Primary Tools for Task Prioritization
1- Task and Team Management Software

Any individual or company can optimize its employees’ performance by implementing and integrating project and team management software and tools into its operational system.

  1. ClickUp
  2. Jira
  3. Asana
  4. Trello
2- Digital Tools (Calendar & E-mail Management)

By marking and highlighting your calendar with your daily tasks and managing email, such as Google Calendar and Gmail business, you can control your productivity and significantly impact your assignments.
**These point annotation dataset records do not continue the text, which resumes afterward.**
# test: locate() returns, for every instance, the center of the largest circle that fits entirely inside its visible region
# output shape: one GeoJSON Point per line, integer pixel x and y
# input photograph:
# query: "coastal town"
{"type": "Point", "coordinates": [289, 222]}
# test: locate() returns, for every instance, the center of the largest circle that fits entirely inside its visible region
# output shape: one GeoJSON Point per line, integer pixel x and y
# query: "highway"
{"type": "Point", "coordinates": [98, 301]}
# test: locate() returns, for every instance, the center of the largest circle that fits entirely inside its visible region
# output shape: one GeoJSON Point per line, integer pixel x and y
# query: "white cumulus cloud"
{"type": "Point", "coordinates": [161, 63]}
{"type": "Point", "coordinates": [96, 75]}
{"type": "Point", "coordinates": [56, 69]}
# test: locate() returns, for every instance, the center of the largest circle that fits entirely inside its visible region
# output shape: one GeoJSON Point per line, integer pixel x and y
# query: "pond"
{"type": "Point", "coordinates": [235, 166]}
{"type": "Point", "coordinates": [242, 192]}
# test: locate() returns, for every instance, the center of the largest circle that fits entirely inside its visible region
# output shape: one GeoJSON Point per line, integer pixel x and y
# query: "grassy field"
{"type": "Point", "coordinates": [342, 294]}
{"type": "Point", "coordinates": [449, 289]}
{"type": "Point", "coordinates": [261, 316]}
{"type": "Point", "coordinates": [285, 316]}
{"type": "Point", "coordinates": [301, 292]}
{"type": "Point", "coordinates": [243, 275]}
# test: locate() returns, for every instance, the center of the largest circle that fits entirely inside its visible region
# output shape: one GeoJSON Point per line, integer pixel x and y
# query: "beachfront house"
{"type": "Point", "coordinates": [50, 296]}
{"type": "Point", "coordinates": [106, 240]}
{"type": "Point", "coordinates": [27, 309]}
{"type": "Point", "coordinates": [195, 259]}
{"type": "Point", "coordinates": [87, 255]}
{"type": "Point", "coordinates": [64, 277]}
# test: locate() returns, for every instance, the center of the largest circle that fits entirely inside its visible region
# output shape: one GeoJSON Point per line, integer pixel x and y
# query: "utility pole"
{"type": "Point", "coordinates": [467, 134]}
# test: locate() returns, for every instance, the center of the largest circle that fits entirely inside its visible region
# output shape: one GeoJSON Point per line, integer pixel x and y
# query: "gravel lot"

3- Note-Taking Applications

There are some power-sourcing apps to design your tasks in your desired orders, and they can assist you in re-looking at your productive weekly and monthly goals with these apps.

  1. Notion
  2. Evernote

Tips to Perform Prioritize Tasks

  1. Accessing the Task Category
  2. Accessing the Deadlines
  3. Multiple Tasking
  4. Efficiency Delegation
  5. Regular Reviewing the Updates
  6. Flexibility

Frequently Asked Questions

1- How can someone prioritize tasks?

There are seamless ways to improve your performance and help you prioritize tasks by selecting important/urgent task lists, organizing your tasks, allocating the tasks to teams or outsourcing them, having efficient control over adding and removing tasks, etc.

2- How can we increase focus on the priorities?

There are bundles of ideas and tools to help you take control of your priority list by looking at the desired areas of your project, determining what to do first, and making the best use of all available opportunities to maintain business balance.

Conclusion

Hence, it is the foremost responsibility of the management to perform all activities according to your desired methodologies to track the boosted performance and maintain the company balance with your assigned tasks and not overburden the segments. These methodologies can play a significant role in optimizing business control and help you to gear up the performance chart and communicate with your stakeholders in more confident and controlled ways. These resource plug-ins can craft skillful and beneficial strategies to enhance the growth chart and meet your ultimate goals.